Self-Supervised Models of Speech Infer Universal Articulatory Kinematics
Self-Supervised Learning (SSL) based models of speech have shown remarkable performance on a range of downstream tasks. These state-of-the-art models have remained blackboxes, but many recent studies have begun “probing” models like HuBERT, to correlate their internal representations to different aspects of speech. In this paper, we show “inference of articulatory kinematics” as fundamental property of SSL models, i.e., the ability of these models to transform acoustics into the causal articulatory dynamics underlying the speech signal. We also show that this abstraction is largely overlapping across the language of the data used to train the model, with preference to the language with similar phonological system. Furthermore, we show that with simple affine transformations, Acoustic-to- Articulatory inversion (AAI) is transferrable across speakers, even across genders, languages, and dialects, showing the generalizability of this property. Together, these results shed new light on the internals of SSL models that are critical to their superior performance, and open up new avenues into language-agnostic universal models for speech engineering, that are interpretable and grounded in speech science.
Introduction. Self-supervised learning (SSL) has revolutionized every field of machine learning, by providing rich features of natural data without human-annotated labels.

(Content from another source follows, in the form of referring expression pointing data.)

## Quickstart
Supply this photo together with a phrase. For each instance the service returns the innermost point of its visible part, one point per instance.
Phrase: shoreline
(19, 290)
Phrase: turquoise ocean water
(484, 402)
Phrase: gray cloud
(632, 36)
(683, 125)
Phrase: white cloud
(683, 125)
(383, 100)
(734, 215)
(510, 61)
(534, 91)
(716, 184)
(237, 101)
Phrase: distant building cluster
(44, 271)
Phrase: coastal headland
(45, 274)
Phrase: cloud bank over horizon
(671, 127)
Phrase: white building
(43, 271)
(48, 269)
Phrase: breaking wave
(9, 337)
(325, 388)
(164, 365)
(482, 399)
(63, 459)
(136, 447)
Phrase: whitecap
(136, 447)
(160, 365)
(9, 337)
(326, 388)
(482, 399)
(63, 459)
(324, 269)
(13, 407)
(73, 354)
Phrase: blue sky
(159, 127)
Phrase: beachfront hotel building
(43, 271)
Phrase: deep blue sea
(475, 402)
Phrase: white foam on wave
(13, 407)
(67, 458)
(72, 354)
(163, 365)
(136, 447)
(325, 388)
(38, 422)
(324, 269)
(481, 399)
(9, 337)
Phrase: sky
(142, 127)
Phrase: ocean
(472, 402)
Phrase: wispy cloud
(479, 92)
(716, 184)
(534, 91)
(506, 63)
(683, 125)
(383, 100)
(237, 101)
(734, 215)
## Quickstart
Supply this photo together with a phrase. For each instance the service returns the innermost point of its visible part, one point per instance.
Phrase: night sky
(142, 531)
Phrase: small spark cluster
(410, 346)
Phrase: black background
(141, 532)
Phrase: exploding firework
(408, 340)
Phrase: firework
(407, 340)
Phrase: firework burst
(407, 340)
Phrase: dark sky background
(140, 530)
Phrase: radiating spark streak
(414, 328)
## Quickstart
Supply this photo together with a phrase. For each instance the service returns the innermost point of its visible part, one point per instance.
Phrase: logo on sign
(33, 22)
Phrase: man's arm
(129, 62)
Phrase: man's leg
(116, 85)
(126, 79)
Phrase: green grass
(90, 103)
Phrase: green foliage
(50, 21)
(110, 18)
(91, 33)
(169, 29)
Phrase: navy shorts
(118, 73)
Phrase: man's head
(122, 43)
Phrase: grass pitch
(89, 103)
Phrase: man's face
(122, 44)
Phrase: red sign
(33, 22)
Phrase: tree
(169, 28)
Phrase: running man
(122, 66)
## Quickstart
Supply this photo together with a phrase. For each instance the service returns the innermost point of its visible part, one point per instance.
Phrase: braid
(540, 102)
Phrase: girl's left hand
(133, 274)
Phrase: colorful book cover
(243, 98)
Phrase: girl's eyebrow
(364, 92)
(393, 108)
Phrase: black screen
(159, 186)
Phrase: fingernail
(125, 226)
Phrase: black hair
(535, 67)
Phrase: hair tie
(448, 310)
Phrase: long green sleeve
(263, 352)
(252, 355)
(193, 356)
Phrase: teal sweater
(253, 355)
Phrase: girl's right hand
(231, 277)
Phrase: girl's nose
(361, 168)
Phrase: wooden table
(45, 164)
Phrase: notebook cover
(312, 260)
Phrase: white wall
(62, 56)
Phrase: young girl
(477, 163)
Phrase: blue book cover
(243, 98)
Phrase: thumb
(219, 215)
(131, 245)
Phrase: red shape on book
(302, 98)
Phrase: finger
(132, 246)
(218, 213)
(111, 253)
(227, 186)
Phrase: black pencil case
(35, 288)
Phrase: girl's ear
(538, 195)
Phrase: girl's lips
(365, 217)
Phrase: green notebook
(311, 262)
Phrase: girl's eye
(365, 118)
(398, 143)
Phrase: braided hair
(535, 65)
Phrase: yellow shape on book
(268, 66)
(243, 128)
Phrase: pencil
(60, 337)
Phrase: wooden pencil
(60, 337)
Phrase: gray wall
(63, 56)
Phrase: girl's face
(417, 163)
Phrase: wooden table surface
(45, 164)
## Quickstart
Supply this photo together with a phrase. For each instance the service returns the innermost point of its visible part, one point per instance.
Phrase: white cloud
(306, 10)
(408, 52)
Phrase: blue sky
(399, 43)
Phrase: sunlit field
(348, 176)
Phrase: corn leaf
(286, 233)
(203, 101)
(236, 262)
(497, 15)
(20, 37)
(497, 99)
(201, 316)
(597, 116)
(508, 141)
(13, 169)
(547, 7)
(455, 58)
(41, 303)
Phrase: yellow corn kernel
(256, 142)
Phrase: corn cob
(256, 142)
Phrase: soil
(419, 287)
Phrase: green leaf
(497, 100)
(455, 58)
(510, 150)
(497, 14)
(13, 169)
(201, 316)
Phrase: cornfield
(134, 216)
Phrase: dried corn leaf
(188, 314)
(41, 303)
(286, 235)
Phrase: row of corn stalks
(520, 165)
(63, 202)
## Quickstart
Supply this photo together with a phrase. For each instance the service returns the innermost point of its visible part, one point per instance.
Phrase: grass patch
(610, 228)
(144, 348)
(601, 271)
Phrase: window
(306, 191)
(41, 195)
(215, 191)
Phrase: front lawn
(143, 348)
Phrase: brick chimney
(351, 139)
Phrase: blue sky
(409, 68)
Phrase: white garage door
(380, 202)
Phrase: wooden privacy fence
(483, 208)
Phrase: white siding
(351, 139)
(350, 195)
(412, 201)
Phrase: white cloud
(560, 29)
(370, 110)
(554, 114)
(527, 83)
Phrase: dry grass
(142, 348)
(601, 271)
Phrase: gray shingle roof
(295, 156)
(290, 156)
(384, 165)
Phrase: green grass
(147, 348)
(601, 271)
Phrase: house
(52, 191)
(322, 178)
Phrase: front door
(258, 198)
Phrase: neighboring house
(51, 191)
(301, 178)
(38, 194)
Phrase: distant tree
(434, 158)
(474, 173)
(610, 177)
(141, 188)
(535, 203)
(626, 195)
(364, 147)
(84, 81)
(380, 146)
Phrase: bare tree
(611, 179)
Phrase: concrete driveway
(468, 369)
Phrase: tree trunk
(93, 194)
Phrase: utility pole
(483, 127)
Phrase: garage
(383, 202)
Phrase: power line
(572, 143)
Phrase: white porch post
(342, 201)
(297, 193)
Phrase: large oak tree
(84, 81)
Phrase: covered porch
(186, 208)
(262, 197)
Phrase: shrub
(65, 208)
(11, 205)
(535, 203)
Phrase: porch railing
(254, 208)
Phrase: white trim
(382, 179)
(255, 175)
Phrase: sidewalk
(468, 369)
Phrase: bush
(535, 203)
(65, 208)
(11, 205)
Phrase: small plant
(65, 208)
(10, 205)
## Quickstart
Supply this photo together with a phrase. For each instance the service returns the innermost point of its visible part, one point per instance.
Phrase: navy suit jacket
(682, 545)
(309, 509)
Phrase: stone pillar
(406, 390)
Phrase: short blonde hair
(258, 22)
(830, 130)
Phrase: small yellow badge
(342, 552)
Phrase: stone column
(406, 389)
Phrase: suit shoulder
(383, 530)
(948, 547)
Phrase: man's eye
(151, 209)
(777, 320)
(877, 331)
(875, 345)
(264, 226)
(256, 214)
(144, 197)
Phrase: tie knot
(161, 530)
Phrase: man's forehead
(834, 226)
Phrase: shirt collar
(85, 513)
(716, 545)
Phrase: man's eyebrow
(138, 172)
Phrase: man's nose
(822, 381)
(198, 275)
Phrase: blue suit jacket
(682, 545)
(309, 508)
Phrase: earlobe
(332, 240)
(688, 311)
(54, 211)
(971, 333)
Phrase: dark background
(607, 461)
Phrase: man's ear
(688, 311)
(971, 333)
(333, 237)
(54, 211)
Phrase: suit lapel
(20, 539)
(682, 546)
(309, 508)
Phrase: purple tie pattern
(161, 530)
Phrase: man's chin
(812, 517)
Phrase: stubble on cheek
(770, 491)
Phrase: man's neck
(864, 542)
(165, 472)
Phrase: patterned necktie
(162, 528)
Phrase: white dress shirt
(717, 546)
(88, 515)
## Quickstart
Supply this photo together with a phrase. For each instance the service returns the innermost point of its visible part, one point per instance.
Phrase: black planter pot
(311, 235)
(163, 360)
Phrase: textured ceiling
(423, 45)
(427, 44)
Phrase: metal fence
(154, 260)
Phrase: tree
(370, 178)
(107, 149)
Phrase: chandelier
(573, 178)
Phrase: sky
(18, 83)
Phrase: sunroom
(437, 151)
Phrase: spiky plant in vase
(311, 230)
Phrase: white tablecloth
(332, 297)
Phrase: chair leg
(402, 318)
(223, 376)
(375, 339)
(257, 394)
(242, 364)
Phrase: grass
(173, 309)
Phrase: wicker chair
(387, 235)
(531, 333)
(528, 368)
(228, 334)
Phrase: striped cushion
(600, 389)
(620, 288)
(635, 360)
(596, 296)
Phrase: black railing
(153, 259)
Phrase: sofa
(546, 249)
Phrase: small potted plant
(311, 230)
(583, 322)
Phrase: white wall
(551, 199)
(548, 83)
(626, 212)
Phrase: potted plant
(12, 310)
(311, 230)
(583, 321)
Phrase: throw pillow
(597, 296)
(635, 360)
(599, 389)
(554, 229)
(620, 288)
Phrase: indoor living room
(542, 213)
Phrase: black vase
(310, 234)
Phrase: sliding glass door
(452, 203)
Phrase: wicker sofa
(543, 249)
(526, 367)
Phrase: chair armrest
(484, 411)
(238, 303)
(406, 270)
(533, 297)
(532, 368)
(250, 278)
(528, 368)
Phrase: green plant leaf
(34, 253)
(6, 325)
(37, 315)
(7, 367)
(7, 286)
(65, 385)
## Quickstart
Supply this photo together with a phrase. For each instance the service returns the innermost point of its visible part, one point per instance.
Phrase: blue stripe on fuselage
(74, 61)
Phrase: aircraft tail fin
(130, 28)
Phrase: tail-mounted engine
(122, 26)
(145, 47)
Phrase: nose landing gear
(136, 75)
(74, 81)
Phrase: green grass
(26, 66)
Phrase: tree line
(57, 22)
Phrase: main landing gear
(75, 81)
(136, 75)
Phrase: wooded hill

Likewise, speech SSL models have been proven to be successful in various speech downstream tasks [1]. To understand such utility, the internal representation of speech SSL models has been scrutinized by probing analyses for known speech and linguistic features, such as low-level acoustics, phonetics, and lexical semantics [2, 3, 4, 5]. A comparative analysis by Cho et al. [5] demonstrates that the state-of-the-art SSL models are highly correlated with articulatory kinematics and the correlation score can indicate the success of the SSL model in downstream tasks. This finding is extended to developing a high-performance Acoustic-to- Articulatory inversion (AAI) model [6]. Here, we test an intriguing hypothesis – speech SSL models infer the causal articulatory processes that generate the speech acoustic signal.
Discussion / Conclusion. We demonstrate that the recent speech SSL models can recover articulatory kinematics with simple linear mapping, achieving high performance inversion regardless of speakers, languages, and dialects. This is further verified by finding affine transformations from one articulatory system to another. Our findings provide strong evidence that there is a canonical basis of articulatory phonology which is naturally emerging in self-supervised learning of speech. Our findings evoke another interesting hypothesis that articulatory kinematics are not only the physical interface of speech but also the continuous embedding representations of phonetics. As the SSL models are trained by the masked prediction objective without any external labels, the resulting representations are perceptual descriptions of how sounds are shaped in natural speech data, which also shows high correspondence to the human auditory perception [24].